Ukraine previously pumped gas to its underground gas storage facilities itself, but it has refused to pay for its current gas imports amid the deep political and economic crisis in the country.
Kiev, which owes $3.5 billion for Russian gas delivered over the last 16 months, has no funds to pay for the additional 8 billion cubic meters of gas, worth $4 billion, to be pumped to underground facilities.
At informal consultations, major European companies asked the European Commission, the EU’s powerful executive body, to provide political guarantees that the gas will not disappear after it is pumped to the storage facilities.
Brussels has failed to provide such guarantees, the report says. Experts believe that amid Kiev’s chronic non-payment for gas, EU businesses will inevitably take risks to secure the gas transit. “Such a position [of the European Commission] is not encouraging,” the source told the newspaper.
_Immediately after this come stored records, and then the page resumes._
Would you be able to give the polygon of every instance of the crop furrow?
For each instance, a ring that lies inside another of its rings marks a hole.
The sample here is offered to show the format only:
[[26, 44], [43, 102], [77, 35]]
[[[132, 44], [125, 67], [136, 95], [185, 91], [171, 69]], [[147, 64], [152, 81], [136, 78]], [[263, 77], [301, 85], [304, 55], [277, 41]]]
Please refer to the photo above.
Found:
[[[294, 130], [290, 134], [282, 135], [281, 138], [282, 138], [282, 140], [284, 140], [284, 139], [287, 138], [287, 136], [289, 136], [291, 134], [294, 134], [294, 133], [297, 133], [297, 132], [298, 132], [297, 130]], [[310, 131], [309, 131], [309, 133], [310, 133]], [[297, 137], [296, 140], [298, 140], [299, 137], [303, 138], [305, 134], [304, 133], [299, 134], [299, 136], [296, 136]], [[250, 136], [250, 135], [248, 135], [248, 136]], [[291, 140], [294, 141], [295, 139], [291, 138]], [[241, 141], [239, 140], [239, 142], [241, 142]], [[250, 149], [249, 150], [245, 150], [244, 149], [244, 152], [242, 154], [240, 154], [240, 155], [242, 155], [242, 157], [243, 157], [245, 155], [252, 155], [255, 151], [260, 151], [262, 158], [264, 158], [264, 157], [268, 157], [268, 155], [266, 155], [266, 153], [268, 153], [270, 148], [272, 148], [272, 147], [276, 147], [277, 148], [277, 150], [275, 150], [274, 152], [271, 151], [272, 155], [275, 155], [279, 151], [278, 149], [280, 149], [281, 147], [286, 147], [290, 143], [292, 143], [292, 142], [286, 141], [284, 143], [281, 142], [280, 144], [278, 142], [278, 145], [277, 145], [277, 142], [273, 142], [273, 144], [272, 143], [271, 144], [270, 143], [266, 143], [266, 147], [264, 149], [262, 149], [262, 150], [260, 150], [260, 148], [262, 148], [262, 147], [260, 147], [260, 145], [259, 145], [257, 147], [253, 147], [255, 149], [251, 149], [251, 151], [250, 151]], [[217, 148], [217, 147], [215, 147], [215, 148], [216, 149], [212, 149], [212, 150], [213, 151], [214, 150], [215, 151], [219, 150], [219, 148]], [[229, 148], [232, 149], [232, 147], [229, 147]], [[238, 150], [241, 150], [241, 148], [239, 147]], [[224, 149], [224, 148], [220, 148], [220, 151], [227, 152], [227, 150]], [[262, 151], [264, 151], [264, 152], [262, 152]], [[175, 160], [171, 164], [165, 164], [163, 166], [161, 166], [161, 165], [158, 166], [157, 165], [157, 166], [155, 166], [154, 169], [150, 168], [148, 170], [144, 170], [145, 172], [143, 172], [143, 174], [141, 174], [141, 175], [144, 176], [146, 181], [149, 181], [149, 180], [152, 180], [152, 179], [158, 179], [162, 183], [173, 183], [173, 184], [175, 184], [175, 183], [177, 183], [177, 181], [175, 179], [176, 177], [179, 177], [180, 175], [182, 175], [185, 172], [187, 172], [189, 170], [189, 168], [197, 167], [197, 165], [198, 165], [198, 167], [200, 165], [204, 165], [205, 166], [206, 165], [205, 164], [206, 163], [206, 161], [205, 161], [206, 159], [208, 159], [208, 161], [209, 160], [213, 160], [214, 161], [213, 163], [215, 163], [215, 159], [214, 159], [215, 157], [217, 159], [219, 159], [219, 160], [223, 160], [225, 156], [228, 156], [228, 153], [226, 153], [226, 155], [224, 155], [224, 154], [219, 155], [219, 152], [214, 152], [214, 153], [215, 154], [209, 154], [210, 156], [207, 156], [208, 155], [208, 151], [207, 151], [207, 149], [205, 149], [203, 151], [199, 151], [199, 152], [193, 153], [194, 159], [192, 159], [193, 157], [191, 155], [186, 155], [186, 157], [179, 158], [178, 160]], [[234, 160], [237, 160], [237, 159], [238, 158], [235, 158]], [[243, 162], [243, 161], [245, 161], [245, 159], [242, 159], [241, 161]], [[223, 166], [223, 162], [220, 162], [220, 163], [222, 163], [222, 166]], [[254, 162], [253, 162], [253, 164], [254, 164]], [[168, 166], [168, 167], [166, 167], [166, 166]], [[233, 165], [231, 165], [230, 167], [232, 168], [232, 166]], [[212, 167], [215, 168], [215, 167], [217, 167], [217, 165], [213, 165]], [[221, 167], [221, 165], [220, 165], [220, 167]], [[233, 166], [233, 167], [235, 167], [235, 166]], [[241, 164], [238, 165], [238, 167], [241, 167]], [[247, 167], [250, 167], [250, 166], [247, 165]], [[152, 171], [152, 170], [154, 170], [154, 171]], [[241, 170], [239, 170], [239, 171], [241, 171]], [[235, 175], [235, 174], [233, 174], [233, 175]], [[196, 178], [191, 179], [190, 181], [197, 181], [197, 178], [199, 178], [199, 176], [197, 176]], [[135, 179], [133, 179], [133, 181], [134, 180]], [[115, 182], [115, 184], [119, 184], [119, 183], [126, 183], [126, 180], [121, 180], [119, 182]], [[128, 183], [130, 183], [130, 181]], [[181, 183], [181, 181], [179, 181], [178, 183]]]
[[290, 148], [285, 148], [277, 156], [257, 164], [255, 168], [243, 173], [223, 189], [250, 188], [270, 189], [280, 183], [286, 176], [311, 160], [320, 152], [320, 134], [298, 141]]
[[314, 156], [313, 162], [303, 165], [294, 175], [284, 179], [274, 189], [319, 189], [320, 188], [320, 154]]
At talks with EU Energy Commissioner Gunther Oettinger, Ukraine Energy Minister Yuri Prodan confirmed that the country’s energy giant Naftogaz owns only half of 9 billion cubic meters of gas currently in storage, while the rest belongs to Ukrainian billionaire Dmitry Firtash’s Ostchem holding.
“Asked whether this gas amount could be used by Naftogaz if needed, the answer was: We will manage somehow to agree with Firtash,” one of the sources told Kommersant.
Another source told the newspaper that despite gas concerns, the European business will not take any particular steps in the upcoming month to solve the problem.
“Everyone is waiting for the results of the Ukrainian presidential elections, the polls in Europe and the shake-up of the European Commission,” the source said adding “no one wants to spend money.”
Russian President Vladimir Putin addressed world leaders on Thursday, raising concerns once again about Ukraine’s gas debt. The Russian leader stressed that the decision to introduce advance payments for deliveries of natural gas to Ukraine was a desperate measure, as “Gazprom has not received a single payment for the gas supplied to Ukraine, and the total debt has grown from $2.237 billion to $3.508 billion.”
Putin, however, stressed that Russia was still open for dialogue and urged the European countries and the European Commission to actively engage in joint efforts aimed at normalizing the situation in Ukraine.